# Estudio e implementacion de una red Modbus TCP/IP



## Langdon (Mar 22, 2011)

Modbus TCP/IP es un protocolo de comunicacion o un bus de campo? y cual es la diferencia con ethrnet? por favor necesito sus respuestas porque mi seminario se basa en la comunicacion modbus tcp/ip, tengo esta gran duda que no me quedo muy claro con la info que hay...
Les agradeceria su respuesta!!!


----------



## ecotronico (Mar 26, 2011)

Hola que tal:

Creo que necesitas repasar algunos conceptos básico de telecomunicaciones. A mí me pasaba lo mismo: no entendía, confundía y mezclaba los conceptos. Asi que recomencé estudiando a partir del modelo OSI (el de las 7 capas). Puedes ver wikipedia para tener una idea simple: http://es.wikipedia.org/wiki/Modelo_OSI (porque existen textos bien completos)

Una vez entendido esto, te das cuenta que TCP, IP y ETHERNET corresponden a protocolos de capas diferentes.

Con respecto a MODBUS, es un protocolo de comunicación preferentemente industrial. Información existe. Te recomiendo: http://www.simplymodbus.ca/  y  http://www.modbus.org/tech.php
Debes entender los dostipos: RTU y ASCII, y que la transmisión se realiza con RS485.

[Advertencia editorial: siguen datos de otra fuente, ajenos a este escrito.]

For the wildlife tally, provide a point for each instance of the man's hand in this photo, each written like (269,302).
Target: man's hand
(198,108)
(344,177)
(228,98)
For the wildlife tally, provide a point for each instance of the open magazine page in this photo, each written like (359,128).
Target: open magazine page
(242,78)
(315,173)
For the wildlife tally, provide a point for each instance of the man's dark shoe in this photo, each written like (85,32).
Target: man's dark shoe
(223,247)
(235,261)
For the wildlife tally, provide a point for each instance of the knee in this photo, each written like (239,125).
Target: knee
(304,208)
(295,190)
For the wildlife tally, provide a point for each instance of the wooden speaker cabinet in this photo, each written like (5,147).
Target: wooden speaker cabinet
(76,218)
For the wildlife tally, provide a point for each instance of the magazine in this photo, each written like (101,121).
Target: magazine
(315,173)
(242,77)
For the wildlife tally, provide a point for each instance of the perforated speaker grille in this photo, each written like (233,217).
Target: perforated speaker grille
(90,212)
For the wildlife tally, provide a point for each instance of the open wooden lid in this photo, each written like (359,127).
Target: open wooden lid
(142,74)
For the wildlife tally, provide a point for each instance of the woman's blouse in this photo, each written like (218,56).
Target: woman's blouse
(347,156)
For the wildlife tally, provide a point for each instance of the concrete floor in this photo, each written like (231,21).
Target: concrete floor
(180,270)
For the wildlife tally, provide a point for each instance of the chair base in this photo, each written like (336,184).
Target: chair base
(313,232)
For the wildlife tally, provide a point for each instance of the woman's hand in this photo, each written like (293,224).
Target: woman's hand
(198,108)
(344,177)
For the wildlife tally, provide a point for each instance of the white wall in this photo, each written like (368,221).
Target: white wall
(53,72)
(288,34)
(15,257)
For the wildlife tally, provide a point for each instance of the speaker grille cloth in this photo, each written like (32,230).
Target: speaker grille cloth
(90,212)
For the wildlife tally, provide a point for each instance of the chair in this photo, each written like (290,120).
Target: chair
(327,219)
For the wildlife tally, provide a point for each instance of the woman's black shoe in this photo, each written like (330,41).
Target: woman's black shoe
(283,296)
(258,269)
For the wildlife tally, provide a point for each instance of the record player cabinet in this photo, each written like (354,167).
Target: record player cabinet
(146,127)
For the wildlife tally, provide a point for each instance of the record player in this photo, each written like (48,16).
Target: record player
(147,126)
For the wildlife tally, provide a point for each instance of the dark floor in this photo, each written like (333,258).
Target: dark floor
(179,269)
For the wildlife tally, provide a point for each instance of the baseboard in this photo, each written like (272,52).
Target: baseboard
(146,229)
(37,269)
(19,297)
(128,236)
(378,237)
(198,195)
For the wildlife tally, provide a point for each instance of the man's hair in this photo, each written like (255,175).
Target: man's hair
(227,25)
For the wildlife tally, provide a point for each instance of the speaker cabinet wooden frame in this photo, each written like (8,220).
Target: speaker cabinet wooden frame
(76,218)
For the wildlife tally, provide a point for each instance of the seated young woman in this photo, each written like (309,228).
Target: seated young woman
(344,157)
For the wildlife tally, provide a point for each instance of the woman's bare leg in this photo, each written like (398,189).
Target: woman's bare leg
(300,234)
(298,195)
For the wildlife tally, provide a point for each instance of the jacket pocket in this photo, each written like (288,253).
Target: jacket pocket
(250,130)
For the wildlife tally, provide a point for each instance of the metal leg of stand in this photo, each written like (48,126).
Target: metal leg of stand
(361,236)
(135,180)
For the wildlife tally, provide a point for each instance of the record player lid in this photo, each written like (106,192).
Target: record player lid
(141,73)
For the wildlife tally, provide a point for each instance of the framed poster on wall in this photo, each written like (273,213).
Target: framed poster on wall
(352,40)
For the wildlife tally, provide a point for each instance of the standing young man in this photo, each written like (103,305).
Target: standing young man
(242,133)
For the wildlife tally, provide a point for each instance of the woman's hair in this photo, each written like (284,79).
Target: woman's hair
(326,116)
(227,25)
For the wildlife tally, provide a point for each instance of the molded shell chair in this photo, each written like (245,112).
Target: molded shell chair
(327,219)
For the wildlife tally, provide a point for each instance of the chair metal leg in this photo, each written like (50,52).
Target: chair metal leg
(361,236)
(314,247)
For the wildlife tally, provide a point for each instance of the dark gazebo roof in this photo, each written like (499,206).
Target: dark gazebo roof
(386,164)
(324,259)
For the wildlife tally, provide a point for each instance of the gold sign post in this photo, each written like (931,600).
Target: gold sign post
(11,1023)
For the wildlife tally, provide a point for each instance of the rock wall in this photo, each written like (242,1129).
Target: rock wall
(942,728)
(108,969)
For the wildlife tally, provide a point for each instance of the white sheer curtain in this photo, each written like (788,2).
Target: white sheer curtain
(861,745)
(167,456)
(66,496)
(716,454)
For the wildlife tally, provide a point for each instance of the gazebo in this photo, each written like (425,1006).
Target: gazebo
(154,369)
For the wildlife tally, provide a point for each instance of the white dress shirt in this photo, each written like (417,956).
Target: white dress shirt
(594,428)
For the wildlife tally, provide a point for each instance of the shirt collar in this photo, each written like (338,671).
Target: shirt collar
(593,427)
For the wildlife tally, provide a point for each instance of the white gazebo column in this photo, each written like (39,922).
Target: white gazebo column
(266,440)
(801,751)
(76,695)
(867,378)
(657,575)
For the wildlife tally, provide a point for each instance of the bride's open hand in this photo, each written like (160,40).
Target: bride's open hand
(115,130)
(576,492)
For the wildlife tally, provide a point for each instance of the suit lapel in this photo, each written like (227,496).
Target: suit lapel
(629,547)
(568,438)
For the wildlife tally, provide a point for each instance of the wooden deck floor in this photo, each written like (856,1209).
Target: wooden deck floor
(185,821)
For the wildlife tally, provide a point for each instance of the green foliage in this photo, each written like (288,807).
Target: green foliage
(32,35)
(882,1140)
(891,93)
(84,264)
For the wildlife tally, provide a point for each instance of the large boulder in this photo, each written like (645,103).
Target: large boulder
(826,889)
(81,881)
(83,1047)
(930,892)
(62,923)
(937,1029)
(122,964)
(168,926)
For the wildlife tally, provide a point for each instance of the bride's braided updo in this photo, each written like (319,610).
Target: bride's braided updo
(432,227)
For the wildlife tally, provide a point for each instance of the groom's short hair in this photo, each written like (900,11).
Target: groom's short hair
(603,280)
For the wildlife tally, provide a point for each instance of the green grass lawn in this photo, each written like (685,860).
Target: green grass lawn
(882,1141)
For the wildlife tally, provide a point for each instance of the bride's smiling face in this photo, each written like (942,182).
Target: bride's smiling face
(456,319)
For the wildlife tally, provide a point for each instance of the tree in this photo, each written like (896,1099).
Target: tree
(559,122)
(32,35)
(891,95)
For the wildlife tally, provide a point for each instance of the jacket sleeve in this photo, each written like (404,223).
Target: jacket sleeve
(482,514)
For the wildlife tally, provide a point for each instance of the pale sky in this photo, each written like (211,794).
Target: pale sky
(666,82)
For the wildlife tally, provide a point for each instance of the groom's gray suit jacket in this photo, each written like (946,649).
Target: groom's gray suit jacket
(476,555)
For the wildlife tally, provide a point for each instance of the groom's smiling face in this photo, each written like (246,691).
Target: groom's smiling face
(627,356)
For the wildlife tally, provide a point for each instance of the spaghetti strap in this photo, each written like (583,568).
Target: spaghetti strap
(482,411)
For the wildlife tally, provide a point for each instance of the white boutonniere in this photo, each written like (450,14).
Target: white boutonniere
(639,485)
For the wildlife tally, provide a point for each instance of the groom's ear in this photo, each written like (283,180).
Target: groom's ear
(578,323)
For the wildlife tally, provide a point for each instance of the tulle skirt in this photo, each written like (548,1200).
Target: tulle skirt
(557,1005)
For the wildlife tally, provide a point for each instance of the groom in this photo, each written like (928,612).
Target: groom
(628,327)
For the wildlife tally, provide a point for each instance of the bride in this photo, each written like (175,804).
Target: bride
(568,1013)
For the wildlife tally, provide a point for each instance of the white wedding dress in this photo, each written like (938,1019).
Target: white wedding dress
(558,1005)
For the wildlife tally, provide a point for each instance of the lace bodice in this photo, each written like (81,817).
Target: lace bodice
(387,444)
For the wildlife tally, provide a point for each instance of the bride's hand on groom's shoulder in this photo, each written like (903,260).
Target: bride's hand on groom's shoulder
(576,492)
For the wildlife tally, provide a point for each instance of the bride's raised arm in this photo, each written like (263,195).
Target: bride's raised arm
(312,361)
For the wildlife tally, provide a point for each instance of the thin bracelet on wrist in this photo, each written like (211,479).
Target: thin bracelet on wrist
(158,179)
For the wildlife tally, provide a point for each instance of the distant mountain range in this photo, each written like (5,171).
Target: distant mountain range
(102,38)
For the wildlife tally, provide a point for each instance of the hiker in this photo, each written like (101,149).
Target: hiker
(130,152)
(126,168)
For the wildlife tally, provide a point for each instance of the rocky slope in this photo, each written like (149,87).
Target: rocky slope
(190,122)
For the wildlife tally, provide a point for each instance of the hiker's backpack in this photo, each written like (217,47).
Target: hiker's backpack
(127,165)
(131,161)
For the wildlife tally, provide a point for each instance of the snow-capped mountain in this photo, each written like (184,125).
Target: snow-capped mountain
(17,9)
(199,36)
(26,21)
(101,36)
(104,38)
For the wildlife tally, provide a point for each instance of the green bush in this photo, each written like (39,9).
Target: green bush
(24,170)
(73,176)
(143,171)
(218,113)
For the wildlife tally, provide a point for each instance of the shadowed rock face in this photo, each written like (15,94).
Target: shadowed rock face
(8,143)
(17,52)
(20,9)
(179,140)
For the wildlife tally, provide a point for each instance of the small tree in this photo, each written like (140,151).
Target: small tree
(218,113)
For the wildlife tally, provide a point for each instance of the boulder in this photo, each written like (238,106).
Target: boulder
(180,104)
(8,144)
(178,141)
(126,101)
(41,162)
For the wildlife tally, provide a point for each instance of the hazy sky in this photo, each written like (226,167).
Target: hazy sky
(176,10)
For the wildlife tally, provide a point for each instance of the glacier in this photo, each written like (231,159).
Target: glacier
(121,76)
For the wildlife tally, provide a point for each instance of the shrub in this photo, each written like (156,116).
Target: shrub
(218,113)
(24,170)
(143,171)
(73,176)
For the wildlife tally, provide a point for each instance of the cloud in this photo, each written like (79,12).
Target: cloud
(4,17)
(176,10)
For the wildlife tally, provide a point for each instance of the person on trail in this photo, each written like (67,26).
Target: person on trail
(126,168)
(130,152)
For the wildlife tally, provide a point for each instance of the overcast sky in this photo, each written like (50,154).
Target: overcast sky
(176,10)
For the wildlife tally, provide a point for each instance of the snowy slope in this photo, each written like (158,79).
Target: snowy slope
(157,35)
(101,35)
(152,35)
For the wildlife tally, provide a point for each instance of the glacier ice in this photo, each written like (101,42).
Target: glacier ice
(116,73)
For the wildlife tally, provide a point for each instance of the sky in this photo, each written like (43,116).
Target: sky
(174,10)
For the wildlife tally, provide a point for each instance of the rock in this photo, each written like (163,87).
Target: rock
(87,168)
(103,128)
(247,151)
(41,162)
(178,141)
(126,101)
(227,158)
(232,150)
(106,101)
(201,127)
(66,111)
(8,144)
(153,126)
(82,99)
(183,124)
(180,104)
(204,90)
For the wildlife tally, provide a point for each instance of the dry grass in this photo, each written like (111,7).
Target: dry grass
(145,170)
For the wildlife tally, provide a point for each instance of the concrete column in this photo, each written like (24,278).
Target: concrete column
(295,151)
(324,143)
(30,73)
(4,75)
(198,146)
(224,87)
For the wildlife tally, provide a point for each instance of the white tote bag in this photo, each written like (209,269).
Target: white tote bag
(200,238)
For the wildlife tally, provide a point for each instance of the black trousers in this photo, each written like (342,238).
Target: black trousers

Y por último tendrás que llevar MODBUS a TCP/IP. En realidad ahora ya existen conversores electrónicos que lo hacen. Como referencia: http://www.fabelec.cl/formato.php?idp=industrial_communication

Espero haberte orientado.


----------



## reinaldogo (Mar 26, 2011)

Estimados, alguno de uds tendria un ejemplo modbus tcp en visual basic. necesito mirar como se hace la conexion con otro equipo. Muchas Gracias


----------



## ldiazro (Mar 26, 2011)

buenas muchachos alguien tiene los driver para disquetera los buscpor internet y no lo encuentro espero alguien me ayude\se lo agradeceria enormemente.


----------



## Langdon (Mar 26, 2011)

Gracias Metalmetropolis por tu respuesta, me sirvio mucho


----------



## Langdon (Mar 30, 2011)

Quien tiene info wena y completa de modbus TCP/IP? si me pede facilitar los link o la info, porfa y gracias desde ya!!!


----------



## tinchus (Abr 1, 2011)

Hola...

Como bien decia por ahi arriba, el modelo OSI es fundamental para entender Modbus (y cualquier otro protocolo).

Existen principalmente dos tipos de implementaciones modbus:

- Modbus Serie (ASCII o RTU):
Se basa en tres capas: Aplicacion (Se especifican principalmente los tipos de datos y funciones de lectura/escritura), Enlace (Esquema de direccionamiento Maestro/Esclavo, Codificación ASCII o RTU, detección de errores) y Fisica (RS232 o RS485).

- Modbus TCP/IP
Se basa en el modelo TCP/IP (similar al OSI) con capas: Aplicacion (igual al anterior), Transporte, Internet y Red.

Te dejo los links a las especificaciones:

Modbus (Capa Aplicacion): http://www.modbus.org/docs/Modbus_Application_Protocol_V1_1b.pdf

Implementacion de lo anterior sobre comunicación serie: http://www.modbus.org/docs/Modbus_over_serial_line_V1_02.pdf

Implementacion de lo anterior sobre comunicación TCP/IP: http://www.modbus.org/docs/Modbus_Messaging_Implementation_Guide_V1_0b.pdf


----------